How do self-tender offers benefit shareholders?

Self-tender offers can benefit shareholders in several ways. Firstly, they provide an opportunity for shareholders to sell their shares at a premium above the prevailing market price. Secondly, they allow shareholders to participate in the company’s decision to repurchase its own stock, potentially signaling confidence in the company’s future prospects. Lastly, by reducing the number of outstanding shares, self-tender offers can increase earnings per share for remaining shareholders.

What are the regulatory implications of schedule TO-I?

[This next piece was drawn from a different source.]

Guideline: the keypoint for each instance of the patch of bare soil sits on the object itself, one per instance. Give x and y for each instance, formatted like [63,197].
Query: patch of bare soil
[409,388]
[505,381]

Schedule TO-I maintains rigorous disclosure requirements similar to Schedule 13E-4 but adds an introductory statement about the issuer’s financial condition. This addition aims to provide shareholders and regulators with additional context regarding the company’s decision to conduct a self-tender offer. Failure to comply with the disclosure requirements of Schedule TO-I can result in regulatory sanctions and legal consequences for the company and its executives.

Key takeaways

  • Schedule 13E-4 was a form filed by public companies during tender offers for their own securities.
  • It imposed additional requirements on the issuer compared to regular tender offers.
  • Self-tender offers are commonly made to repurchase a company’s own stock, often to thwart hostile takeover attempts.
  • Schedule 13E-4 was replaced by Schedule TO-I in January 2000, which requires similar information with additional introductory statements.